La tela del San Maurizio martire fu quasi certamente donata dal cardinal Maurizio, che, riteneva il Santo suo patrono. Con un gesto di generosità, il porporato – che ricordiamo come raffinato collezionista ed intenditore d’arte intendeva sottolineare la sua familiarità con il santuario che visitava quando si recava a Giaveno o all’abbazia di San Michele della Chiusa, di cui era stato beneficiario dal 1617. Il Santo Martire, vestito in uniforme da militare romano, accompagnato dalla sua spada, è rappresentato in ginocchio nel contesto di un buio paesaggio, allunga il braccio per accogliere la palma del martirio che gli e offerta da un angelo, Appena visibile nella penombra del fondo un gruppo di piccole figure: sono i compagni di Maurizio che stanno, a loro volta, subendo il martirio.
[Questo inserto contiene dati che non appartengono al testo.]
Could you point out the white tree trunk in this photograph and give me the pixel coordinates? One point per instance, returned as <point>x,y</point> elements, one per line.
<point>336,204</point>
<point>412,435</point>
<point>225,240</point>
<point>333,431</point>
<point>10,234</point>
Solo un albero rompe la linea dell’orizzonte, illuminata dagli ultimi raggi di un sole già tramontato che contribuisce a creare un’atmosfera di serenità tinta di malinconia.
San Maurizio martire.
La composizione è estremamente semplice: la grande figura aggraziata del Santo è collocata in primo piano e si staglia contro il paesaggio minaccioso illuminato dall’alto. Queste caratteristiche della composizione, insieme ad altre più generalmente stilistiche sono peculiari del pittore bolognese Guido Reni (1575-1642). L’altissima qualità della pittura e, in particolare, la posizione del volto e del corpo del Santo rendono l’opera prossima alla celebre serie dei “giganti già nel Palazzo ducale di Mantova ed oggi al Louvre. Guido Reni in quest’opera evidenzia un’alta concezione religiosa del soggetto: l’oscurità che avvolge la figura, rotta solo dalla luce soprannaturale, esprime, infatti, una visione interiore accessibile solo al Santo, ma che, per mezzo di lui, è resa visibile allo spettatore. Questo stato d’animo di potente meditazione é sottolineato dall’atmosfera oscura che circonda il Santo, il bagliore che illumina il suo volto esprime invece la gioia beatifica delle visioni che si aprono dall’alto (con lo squisito angioletto che gli porge la palma) e che vanno già oltre il martirio.
Per motivi stilistici, il dipinto è databile verso il 1615 e, probabilmente, era già nel santuario durante l’epoca agostiniana. La tela, prima del 1713 era posta sull’altare della cappella ora dedicata a San Felice da Cantalice.